In 1958 an obscure but scholarly book, Apiculture in the Prehistoric Aegean, suggested that the double axe of the Minoans was actually a stylised bee. This resonates with my own research, which has revealed that archeologists in the Neolithic settlement of Çatalhöyük, Turkey, observed that the double axes they were excavating resembled butterflies, images of which are easily mistaken for bees. (Çatalhöyük contains a wealth of bee symbolism, which I have chronicled in my research and which I discuss in my lectures.)
In other words, the double axes of both cultures appear to have been veiled in similar, if not identical, symbolism. This is intriguing, for DNA has revealed that the people of Çatalhöyük migrated to Minoan Crete. What’s more, the word labrys, derives from the ancient Turkish (Lydian) word for ‘double axe’, and Knossos, the capital of Minoan Crete, was known as the ‘Palace of the Double Axe’. Given that the double axe represents a stylised bee and/or goddess, this renders Knossos not the ‘Palace of the Double Axe’, but rather the ‘Palace of THE BEE (Goddess)’.
This realisation also demands that we re-examine the notion of the ‘Labyrinth’ at Knossos (which I discuss in my lectures), as this word also derives from labrys. Linguistics aside, even on the most cursory of levels the bee’s significance in Knossos is hard to refute. Take, for example, the account of King Minos, whose son drowned in a vat of honey, an illuminating fact whose implications have been largely overlooked.
One could see how a child could easily drown in one of the gigantic pithoi, or storage jars, used at Knossos © Andrew Gough
This brings us to the assertion that the fleur-de-lis may also have represented a bee, a theory supported by many, including the French physician, antiquary and archaeologist, Jean-Jacques Chifflet. However, to understand how such an iconic symbol could represent a bee, we must first understand the bee’s importance in French culture.
Napoleon Bonaparte, the famed military and political leader of France, ensured that the bee was widely adopted in his court, as well as in the clothing, draperies, carpets and furniture of the country at large.
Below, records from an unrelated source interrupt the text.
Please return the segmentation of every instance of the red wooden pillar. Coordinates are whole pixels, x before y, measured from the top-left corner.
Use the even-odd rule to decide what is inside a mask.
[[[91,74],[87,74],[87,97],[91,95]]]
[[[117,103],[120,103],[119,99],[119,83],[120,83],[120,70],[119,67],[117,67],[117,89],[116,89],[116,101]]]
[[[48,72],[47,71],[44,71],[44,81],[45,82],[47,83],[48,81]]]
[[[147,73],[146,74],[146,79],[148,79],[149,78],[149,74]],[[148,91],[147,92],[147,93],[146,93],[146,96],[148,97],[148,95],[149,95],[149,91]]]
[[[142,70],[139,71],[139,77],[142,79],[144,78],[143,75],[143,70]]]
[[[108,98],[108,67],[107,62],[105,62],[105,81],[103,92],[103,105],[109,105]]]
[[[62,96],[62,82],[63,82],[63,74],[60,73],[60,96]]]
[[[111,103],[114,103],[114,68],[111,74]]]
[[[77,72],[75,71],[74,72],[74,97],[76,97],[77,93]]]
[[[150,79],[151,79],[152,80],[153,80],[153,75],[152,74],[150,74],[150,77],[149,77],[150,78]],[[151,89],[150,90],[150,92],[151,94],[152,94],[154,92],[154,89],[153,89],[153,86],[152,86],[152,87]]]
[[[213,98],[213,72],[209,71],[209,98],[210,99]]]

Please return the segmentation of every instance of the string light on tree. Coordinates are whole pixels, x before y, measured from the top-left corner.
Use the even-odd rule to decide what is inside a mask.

By choosing the bee as the emblem of his reign, Napoleon was paying homage to Childeric (436–481), one of the ‘long-haired’ Merovingian kings of the region known as Gaul. When Childeric’s tomb was uncovered in 1653 it was found to contain 300 golden jewels, styled in the image of a bee, and these are the same bees that Napoleon had affixed to his coronation robe.
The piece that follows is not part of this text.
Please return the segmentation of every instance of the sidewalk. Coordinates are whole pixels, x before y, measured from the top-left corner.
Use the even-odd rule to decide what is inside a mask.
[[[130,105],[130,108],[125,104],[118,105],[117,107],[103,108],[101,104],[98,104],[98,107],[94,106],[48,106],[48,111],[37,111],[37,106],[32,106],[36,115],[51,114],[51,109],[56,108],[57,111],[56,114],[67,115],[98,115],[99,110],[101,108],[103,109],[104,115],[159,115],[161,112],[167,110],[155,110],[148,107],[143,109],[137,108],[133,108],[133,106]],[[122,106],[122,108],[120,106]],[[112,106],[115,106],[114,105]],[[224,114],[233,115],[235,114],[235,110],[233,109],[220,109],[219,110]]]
Napoleon’s choice of the bee as the national emblem of his imperial rule also spoke volumes about his desire to be associated with the Carolingians and Merovingians, the early French kings whose funerary furniture featured bee and cicada symbolism as a metaphor for resurrection and immortality. The bee was a hugely important icon of Napoleon’s reign and his obsession with its symbolism gave rise to his nickname, the Bee.
The bee was also a vital symbol of French industry and one of the most prominent emblems of the French Revolution (1789–1799). In fact, Louis XII, King of France, was known as the ‘father of the pope’ and had featured a beehive in his coat of arms. And so the bee remained a prominent element of French culture throughout the First and Second Empires (1804-1814 and 1852-1870) due to the enthusiastic patronage it had previously received.
Despite the plausibility that the fleur-de-lis may symbolise the bee, I had remained skeptical of the possibility until, that is, only recently.
In August 2014 I travelled to Lake Constance, an idyllic setting in the shadow of the Alps, nestled on the borders of Germany, Switzerland and Austria, to present the body of research I call the Hidden Hive of History.
The day after my presentation, on my birthday, I received an unexpected present, for on the shore of Lake Constance, in Konstanz Cathedral, I found a coat of arms that visually associated the bee with the fleur-de-lis.
The coat of arms, one of many in Konstanz Cathedral, depicted six beehives beneath three fleur-de-lis, complete with an entrance to the hive. It even depicted two bees on either side of the hives. Above the image is a gold crown, representing royalty, a concept that has been associated with bees for thousands of years. While many coats of arms depict bees and many, of course, depict the fleur-de-lis, this was the first time I had seen them associated in such an unambiguous fashion.
The coat of arms in Konstanz Cathedral does not prove that the fleur-de-lis symbolises the bee, but it does graphically illustrate that there exists a belief that the bee was, and still is, a vital symbol of our past, present and future. And that is worth remembering.